Morito: TOKYO SKYTREE's name evokes the image of a tree stretching up toward the sky. The design of TOKYO SKYTREE (with a cross-section in the shape of an equilateral triangle at the lowest levels that gradually changes into a circular cross-section as the tower rises) is evocative of the curvature that is evident in the design of a Japanese sword and the camber-shaped design of the pillars used in the construction of shrines and temples. A design was required that would make use of the latest technology, yet would blend in with the Shitamachi landscape.

The internal design concept also appears to incorporate various ingenious schemes.

Morito: With a total height of 634 meters, TOKYO SKYTREE boasts two observation levels: TOKYO SKYTREE TEMBO DECK, at a height of 350 meters, and TOKYO SKYTREE TEMBO GALLERIA, at a height of 450 meters.

Each level encompasses a particular theme (the culture of Edo-era Shitamachi on the first floor, modern-day Tokyo on TEMBO DECK, and outer space and the future in TEMBO GALLERIA), such that visitors experience the sensation that space-time is expanding as they travel up the tower.
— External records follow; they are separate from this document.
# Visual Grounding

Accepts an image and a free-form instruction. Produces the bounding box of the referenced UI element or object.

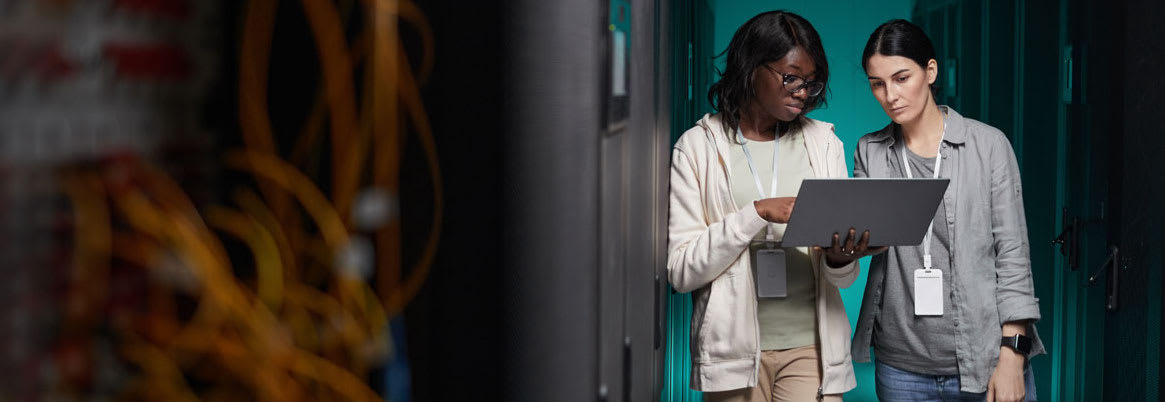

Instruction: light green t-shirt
[729,132,817,351]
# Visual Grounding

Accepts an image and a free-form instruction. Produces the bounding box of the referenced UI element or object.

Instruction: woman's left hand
[813,227,889,268]
[987,346,1026,402]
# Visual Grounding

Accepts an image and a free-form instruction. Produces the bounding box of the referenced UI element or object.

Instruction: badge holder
[915,255,942,316]
[749,236,789,298]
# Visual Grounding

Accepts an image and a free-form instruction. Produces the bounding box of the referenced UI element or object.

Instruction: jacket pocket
[821,287,852,366]
[697,265,756,362]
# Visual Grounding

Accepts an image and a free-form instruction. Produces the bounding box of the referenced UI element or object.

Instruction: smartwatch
[1000,333,1031,357]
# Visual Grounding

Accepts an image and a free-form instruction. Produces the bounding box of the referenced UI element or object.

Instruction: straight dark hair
[708,10,829,132]
[862,20,939,96]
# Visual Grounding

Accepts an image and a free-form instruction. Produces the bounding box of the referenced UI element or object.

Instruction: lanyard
[902,114,947,270]
[736,127,781,240]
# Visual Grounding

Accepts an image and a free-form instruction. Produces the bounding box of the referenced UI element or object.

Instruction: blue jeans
[874,361,1036,402]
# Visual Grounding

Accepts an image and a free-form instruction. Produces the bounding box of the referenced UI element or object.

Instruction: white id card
[756,247,789,298]
[915,269,942,316]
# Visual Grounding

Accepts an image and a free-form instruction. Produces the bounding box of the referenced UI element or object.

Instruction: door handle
[1086,246,1121,311]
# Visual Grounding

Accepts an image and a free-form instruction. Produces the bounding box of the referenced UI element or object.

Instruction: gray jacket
[853,106,1045,393]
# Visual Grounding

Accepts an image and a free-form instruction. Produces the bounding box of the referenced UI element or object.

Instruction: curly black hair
[708,10,829,136]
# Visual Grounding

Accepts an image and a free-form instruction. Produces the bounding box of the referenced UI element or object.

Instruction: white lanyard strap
[736,127,779,240]
[902,114,947,270]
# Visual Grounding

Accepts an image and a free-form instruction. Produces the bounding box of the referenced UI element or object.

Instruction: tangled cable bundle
[54,0,443,401]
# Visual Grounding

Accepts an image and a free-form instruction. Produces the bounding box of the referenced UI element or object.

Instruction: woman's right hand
[753,197,797,224]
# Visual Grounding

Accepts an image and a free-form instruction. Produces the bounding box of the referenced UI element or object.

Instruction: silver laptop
[781,178,951,247]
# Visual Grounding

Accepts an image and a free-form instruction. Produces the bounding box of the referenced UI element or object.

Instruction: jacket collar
[870,105,967,146]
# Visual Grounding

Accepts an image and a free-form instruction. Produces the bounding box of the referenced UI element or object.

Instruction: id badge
[915,269,942,316]
[756,242,789,298]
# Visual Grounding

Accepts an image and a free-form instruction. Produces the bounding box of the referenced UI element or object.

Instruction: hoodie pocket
[821,289,852,366]
[697,269,756,361]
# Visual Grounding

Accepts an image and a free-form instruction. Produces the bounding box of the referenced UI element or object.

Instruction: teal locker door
[661,0,713,402]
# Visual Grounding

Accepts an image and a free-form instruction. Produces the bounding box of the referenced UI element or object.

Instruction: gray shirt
[852,106,1045,393]
[874,138,959,375]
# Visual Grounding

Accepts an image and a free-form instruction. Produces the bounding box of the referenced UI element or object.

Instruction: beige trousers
[704,345,841,402]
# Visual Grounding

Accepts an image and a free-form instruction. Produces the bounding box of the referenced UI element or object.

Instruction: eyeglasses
[764,65,825,97]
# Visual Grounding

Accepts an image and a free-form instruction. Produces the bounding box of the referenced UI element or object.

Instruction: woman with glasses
[853,20,1044,401]
[668,12,882,402]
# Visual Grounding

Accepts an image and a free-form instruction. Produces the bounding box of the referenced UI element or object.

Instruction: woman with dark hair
[853,20,1044,401]
[668,12,884,401]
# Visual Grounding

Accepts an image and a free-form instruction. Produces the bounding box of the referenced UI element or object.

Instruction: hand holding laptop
[753,197,797,224]
[813,227,890,268]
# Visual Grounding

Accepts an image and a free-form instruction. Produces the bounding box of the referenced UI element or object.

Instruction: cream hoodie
[668,115,859,394]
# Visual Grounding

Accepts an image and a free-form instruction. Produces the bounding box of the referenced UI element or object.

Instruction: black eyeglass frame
[763,64,825,98]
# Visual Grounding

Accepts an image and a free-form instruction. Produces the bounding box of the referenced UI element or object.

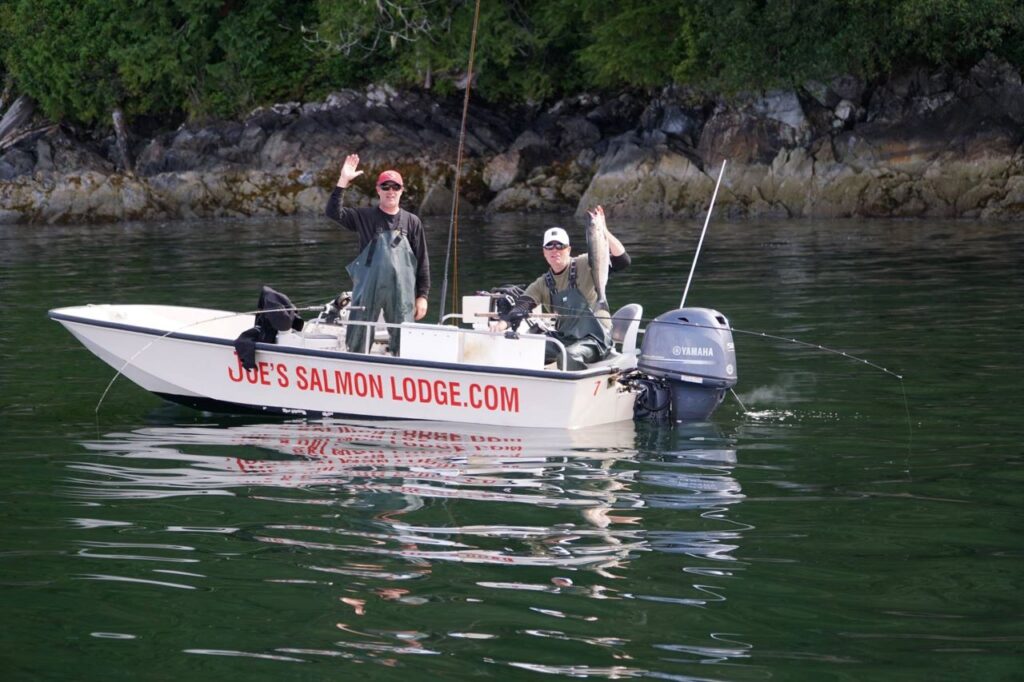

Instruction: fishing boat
[49,296,736,429]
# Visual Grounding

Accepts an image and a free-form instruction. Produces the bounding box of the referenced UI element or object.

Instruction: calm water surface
[0,210,1024,680]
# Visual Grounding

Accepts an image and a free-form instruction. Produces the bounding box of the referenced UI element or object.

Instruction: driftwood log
[0,95,36,151]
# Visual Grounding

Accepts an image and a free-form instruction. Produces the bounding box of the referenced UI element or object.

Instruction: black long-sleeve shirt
[325,187,430,298]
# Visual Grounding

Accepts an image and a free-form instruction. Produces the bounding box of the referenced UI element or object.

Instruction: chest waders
[544,260,611,370]
[345,213,416,355]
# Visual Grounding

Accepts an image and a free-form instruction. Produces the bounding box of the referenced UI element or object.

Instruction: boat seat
[611,303,643,355]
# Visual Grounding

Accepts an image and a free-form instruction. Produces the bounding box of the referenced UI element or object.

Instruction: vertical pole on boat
[437,0,480,323]
[679,159,725,307]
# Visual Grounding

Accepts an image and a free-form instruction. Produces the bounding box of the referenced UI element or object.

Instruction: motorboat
[49,296,736,429]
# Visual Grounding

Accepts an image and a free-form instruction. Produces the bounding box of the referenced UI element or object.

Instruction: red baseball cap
[377,171,406,186]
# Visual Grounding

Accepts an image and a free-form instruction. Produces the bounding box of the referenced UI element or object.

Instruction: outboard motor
[637,308,737,422]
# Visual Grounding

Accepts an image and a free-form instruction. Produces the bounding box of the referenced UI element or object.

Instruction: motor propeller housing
[637,307,737,422]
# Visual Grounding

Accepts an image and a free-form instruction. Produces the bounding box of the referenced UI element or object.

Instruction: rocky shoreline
[0,58,1024,224]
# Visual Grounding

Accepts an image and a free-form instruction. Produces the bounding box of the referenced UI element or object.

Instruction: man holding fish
[492,206,630,370]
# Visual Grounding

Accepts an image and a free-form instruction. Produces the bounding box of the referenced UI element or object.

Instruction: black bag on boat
[234,286,305,370]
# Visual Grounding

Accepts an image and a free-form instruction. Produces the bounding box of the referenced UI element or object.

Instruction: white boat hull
[50,305,636,429]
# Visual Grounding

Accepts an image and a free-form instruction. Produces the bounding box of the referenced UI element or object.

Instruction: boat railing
[314,312,568,368]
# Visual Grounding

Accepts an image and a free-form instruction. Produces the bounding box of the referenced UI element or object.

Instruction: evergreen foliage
[0,0,1024,126]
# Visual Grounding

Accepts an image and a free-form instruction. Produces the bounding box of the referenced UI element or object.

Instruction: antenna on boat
[437,0,480,322]
[679,159,725,307]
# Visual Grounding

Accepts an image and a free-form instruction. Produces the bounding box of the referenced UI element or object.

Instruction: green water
[0,217,1024,680]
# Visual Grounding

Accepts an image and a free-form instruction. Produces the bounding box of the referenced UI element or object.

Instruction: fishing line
[92,304,324,415]
[679,159,725,308]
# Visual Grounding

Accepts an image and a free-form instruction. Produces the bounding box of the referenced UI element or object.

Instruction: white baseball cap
[541,227,569,246]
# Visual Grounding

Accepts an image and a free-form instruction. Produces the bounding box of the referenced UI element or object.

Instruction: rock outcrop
[0,58,1024,223]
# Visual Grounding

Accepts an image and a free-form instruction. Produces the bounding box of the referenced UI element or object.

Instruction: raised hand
[338,154,362,187]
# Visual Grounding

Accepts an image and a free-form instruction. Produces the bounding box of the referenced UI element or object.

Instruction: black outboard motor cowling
[637,308,737,422]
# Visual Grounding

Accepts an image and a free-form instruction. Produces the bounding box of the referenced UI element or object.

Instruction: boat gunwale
[46,306,628,382]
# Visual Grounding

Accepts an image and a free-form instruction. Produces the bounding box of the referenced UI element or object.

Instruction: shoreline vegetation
[0,0,1024,223]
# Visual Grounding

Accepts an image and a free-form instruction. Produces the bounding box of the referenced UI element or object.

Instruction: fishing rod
[437,0,480,322]
[640,318,903,381]
[679,159,725,307]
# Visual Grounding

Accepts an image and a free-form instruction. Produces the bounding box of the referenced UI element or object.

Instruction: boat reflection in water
[69,413,743,674]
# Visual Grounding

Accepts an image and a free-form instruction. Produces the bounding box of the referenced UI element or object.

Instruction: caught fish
[587,206,611,313]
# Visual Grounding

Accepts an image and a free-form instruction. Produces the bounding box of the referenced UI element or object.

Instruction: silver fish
[587,220,611,313]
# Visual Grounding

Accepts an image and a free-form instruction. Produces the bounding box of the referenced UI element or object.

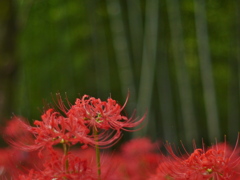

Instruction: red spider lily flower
[68,95,145,131]
[152,137,240,180]
[7,109,121,156]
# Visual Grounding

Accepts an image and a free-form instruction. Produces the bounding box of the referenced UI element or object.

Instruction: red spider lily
[67,95,145,131]
[152,137,240,180]
[8,109,121,153]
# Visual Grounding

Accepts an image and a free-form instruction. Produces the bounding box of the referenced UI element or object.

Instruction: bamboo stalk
[194,0,220,140]
[166,0,198,144]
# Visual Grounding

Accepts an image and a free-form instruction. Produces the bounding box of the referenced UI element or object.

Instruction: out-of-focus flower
[149,139,240,180]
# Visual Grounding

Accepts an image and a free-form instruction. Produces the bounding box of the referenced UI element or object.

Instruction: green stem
[63,143,69,172]
[93,128,101,180]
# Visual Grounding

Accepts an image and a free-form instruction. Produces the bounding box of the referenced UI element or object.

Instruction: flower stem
[93,128,101,180]
[63,143,69,172]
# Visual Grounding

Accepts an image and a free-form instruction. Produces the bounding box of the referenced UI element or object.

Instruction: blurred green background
[0,0,240,148]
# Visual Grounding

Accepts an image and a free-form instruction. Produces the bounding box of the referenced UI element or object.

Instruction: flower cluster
[2,94,145,180]
[0,94,240,180]
[149,142,240,180]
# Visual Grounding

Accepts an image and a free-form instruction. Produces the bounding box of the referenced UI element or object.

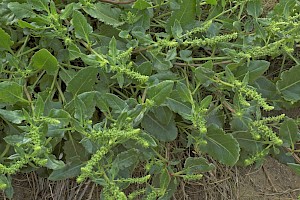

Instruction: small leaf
[200,125,240,166]
[72,11,93,43]
[0,81,27,104]
[83,3,124,27]
[159,169,171,191]
[276,65,300,102]
[141,113,178,142]
[0,28,13,51]
[0,109,25,124]
[279,119,299,147]
[67,67,98,96]
[147,80,174,105]
[166,0,196,32]
[31,49,58,75]
[132,0,151,10]
[112,149,139,170]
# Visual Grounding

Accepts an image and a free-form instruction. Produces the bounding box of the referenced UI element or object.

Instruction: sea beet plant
[0,0,300,200]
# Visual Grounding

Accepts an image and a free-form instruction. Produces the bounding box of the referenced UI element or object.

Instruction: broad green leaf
[31,49,58,75]
[0,27,13,51]
[103,93,127,112]
[166,97,192,120]
[72,11,93,42]
[159,169,171,191]
[0,81,26,104]
[68,43,81,60]
[234,60,270,83]
[67,67,98,97]
[132,0,151,10]
[176,82,193,103]
[200,125,240,166]
[279,118,299,147]
[247,0,263,18]
[112,149,140,170]
[153,106,174,125]
[46,154,65,170]
[276,65,300,102]
[63,138,89,161]
[166,0,196,32]
[7,2,36,19]
[288,163,300,176]
[273,0,297,18]
[142,113,178,142]
[0,109,25,124]
[3,135,31,145]
[83,3,124,27]
[48,159,84,181]
[183,157,215,174]
[147,80,174,106]
[27,0,50,11]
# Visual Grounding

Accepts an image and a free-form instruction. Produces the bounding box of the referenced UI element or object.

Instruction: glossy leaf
[83,3,123,27]
[72,11,93,42]
[67,67,98,96]
[147,80,174,105]
[0,81,25,104]
[142,113,178,142]
[31,49,58,75]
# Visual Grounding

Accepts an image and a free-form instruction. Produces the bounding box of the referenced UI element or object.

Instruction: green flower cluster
[233,80,274,111]
[250,117,283,146]
[183,33,238,47]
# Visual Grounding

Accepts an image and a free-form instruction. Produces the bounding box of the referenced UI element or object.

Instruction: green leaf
[288,163,300,175]
[31,49,58,75]
[68,43,81,60]
[63,138,89,161]
[0,109,25,124]
[83,3,124,27]
[200,125,240,166]
[279,118,299,147]
[159,169,171,192]
[183,157,215,174]
[112,149,139,170]
[132,0,151,10]
[48,159,85,181]
[247,0,263,18]
[0,28,13,51]
[166,0,196,32]
[67,67,98,97]
[234,60,270,83]
[0,81,27,104]
[103,93,127,112]
[176,82,193,103]
[141,113,178,142]
[166,97,192,120]
[276,65,300,102]
[147,80,174,106]
[72,11,93,43]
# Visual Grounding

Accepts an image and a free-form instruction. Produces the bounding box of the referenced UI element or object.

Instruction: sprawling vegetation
[0,0,300,200]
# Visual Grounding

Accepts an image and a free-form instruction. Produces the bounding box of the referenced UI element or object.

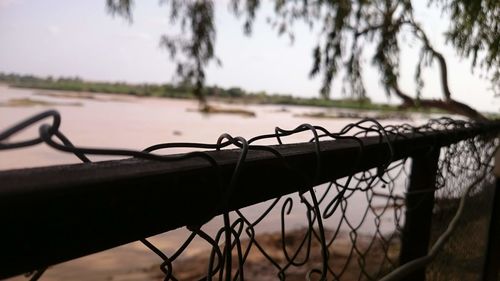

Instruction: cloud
[0,0,23,9]
[47,24,61,36]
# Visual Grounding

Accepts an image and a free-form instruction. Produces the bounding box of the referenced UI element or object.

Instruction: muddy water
[0,85,414,280]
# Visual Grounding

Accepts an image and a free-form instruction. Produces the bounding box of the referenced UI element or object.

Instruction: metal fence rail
[0,111,500,280]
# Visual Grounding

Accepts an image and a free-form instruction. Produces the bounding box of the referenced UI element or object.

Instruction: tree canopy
[107,0,500,119]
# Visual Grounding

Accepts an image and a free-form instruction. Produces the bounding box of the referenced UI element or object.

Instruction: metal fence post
[482,149,500,281]
[399,147,440,281]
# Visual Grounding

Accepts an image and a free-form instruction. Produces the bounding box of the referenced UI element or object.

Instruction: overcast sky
[0,0,500,112]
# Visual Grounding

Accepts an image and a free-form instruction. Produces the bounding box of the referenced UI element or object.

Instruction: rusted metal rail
[0,123,500,278]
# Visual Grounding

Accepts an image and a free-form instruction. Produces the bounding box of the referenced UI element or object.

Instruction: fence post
[482,149,500,281]
[399,147,440,281]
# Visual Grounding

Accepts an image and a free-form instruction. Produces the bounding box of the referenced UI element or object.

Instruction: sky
[0,0,500,112]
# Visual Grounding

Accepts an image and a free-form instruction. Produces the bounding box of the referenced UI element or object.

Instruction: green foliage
[432,0,500,94]
[107,0,500,108]
[0,72,430,111]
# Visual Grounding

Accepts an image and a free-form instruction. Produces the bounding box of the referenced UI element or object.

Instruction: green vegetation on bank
[0,72,444,112]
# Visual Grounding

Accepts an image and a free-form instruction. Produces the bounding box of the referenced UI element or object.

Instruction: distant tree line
[0,72,382,108]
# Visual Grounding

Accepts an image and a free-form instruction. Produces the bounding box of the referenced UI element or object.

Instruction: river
[0,85,422,280]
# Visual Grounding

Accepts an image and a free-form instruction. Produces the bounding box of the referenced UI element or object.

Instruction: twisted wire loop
[0,111,498,280]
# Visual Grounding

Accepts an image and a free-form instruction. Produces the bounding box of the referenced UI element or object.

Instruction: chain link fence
[0,111,500,280]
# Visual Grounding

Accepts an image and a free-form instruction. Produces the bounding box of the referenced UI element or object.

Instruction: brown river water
[0,85,424,280]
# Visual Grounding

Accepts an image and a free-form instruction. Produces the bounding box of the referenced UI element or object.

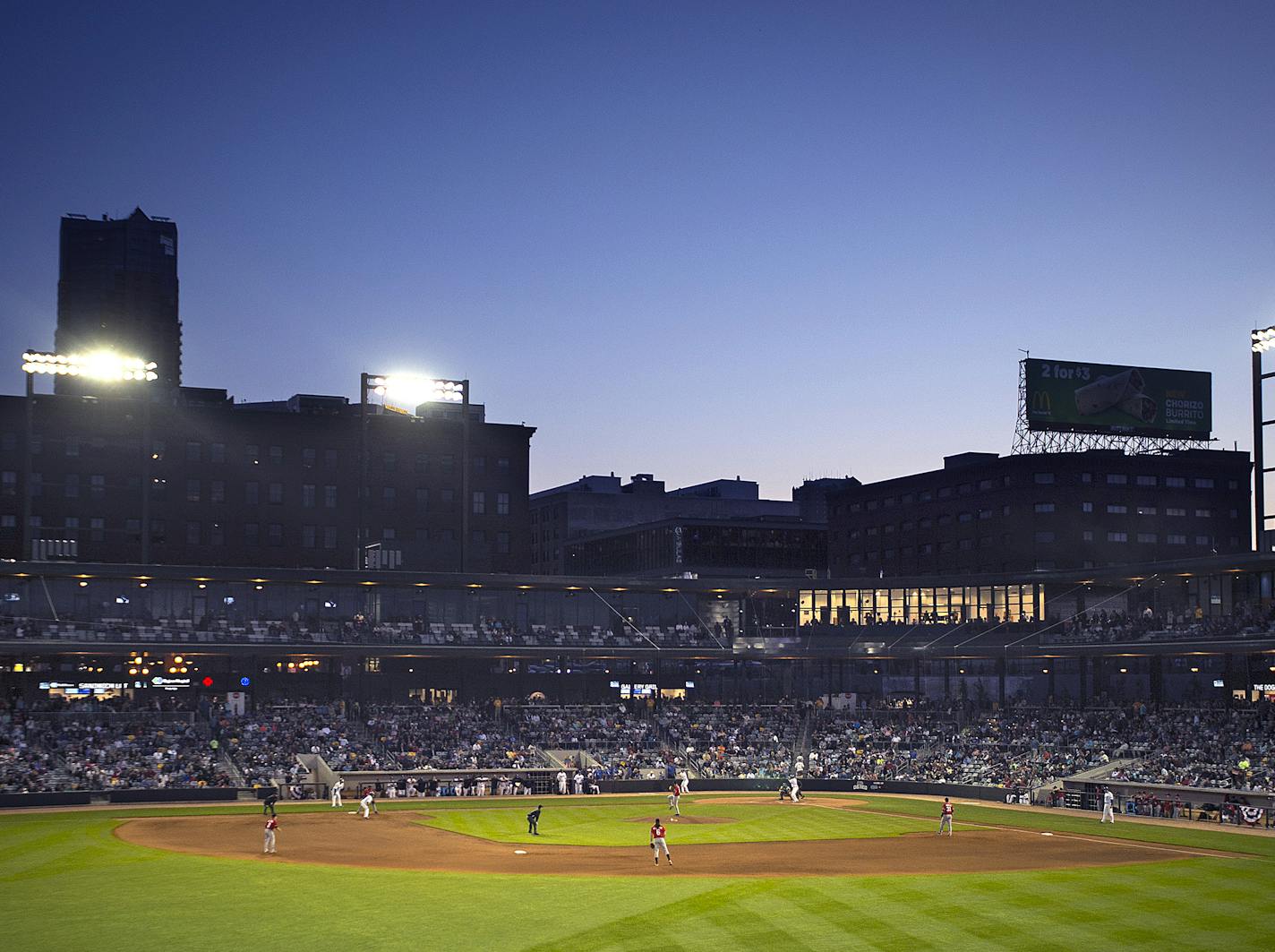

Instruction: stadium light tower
[1250,325,1275,553]
[18,349,159,564]
[355,373,472,571]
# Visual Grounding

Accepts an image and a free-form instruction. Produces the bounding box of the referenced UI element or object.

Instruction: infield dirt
[115,810,1201,877]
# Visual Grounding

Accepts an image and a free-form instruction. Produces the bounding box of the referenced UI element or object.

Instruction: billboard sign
[1025,357,1212,439]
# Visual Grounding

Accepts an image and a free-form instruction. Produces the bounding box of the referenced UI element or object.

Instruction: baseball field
[0,793,1275,952]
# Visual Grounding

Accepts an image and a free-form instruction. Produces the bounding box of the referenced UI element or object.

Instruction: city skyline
[0,4,1275,498]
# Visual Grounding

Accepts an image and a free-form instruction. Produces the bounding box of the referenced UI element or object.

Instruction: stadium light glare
[21,351,159,382]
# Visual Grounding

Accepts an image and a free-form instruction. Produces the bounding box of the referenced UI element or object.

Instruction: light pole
[1248,327,1275,552]
[355,373,470,571]
[18,349,159,564]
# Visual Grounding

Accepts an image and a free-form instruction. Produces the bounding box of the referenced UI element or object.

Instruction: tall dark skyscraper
[55,208,181,393]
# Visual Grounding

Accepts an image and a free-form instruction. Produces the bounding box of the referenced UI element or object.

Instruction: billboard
[1025,357,1212,439]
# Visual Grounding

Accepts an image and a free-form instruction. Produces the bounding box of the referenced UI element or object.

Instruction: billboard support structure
[1010,358,1211,456]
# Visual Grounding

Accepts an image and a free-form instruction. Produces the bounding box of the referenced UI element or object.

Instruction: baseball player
[650,817,673,867]
[668,784,682,819]
[935,796,953,836]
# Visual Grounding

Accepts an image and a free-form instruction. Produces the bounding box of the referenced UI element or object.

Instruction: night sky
[0,1,1275,498]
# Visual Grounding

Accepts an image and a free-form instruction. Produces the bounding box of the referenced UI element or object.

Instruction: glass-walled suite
[798,585,1044,627]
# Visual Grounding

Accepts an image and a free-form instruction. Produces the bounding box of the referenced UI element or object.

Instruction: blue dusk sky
[0,0,1275,498]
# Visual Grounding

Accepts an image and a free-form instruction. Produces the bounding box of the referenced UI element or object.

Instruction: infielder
[935,796,953,836]
[650,817,673,867]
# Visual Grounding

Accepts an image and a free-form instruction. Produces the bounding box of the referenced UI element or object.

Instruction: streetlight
[1248,325,1275,552]
[355,373,470,571]
[19,349,159,564]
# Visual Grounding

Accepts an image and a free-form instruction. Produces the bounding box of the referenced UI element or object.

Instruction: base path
[115,810,1181,877]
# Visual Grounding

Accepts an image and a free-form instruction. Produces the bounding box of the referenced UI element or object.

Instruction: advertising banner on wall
[1025,357,1212,439]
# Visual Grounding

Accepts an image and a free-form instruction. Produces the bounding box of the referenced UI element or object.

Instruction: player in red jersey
[935,796,953,836]
[650,817,673,867]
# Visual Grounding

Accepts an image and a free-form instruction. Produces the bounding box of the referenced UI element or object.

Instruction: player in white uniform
[935,796,953,836]
[650,817,673,867]
[1098,787,1116,823]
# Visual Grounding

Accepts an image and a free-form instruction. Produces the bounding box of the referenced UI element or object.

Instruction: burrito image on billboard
[1076,367,1143,416]
[1023,357,1212,439]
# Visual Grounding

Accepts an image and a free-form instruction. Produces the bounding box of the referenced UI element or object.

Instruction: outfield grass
[0,798,1275,952]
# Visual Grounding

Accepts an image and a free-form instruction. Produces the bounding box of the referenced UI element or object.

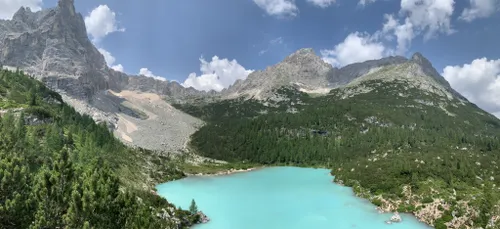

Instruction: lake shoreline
[186,166,266,177]
[159,166,428,228]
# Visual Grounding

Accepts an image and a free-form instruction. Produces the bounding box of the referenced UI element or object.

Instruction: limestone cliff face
[222,48,335,98]
[0,0,204,100]
[222,48,458,100]
[0,0,107,97]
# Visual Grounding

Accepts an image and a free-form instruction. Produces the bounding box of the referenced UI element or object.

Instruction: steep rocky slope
[0,0,207,152]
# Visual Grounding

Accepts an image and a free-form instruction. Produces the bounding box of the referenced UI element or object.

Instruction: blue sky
[0,0,500,117]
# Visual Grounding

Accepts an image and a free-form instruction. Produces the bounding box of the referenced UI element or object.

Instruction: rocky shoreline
[186,168,260,177]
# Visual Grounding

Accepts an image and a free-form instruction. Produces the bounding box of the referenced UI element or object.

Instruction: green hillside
[0,70,198,229]
[176,80,500,228]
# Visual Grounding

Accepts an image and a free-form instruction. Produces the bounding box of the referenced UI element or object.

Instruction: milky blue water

TOKYO SKYTREE is based around the idea that every visitor should enjoy a sense of going from the past to the future, from Shitamachi out to the rest of the world, and the feeling that time and space are expanding.

Since TOKYO SKYTREE is so tall, aren't there concerns over earthquakes and strong winds, such as those experienced during a typhoon?

The scene on the first floor offers the Edo-era feel of Shitamachi

Morito: In fact, the seismic control system incorporates vibration-suppression techniques that were employed in Japanese construction in ancient times. The TOKYO SKYTREE structure consists of two part—a steel-frame tower body and a center column at the core—built independently. The center column stabilizes the main structure to reduce swaying during high winds and earthquakes. A five-story pagoda is also stabilized with a center column (shinbashira). SKYTREE calls this damping mechanism "shimbashira vibration control." The foundation piles for TOKYO SKYTREE have also been driven 50 meters down into solid ground, so the foundations provide solid support.

What did your work involve?

Morito: I have been working in connection with TOKYO SKYTREE since promotional activities began in 2004, and have been in charge of activities such as production of displays. The TOKYO SKYTREE concept is to allow people to enjoy the wonderful view and to enable visitors from all over the world to experience Japanese culture and the culture of Shitamachi. I was involved in considering (on the basis of this concept) how high TOKYO SKYTREE should be and how many observation levels and elevators should be installed, the drafting of plans for facilities management, exhibitions and the interior design of the various facilities, as well as other projects such as lighting. I am currently in charge of administration. My work involves developing and managing schemes for enhancing the TOKYO SKYTREE experience—one of these being the Nikon Multi-Camera Control System.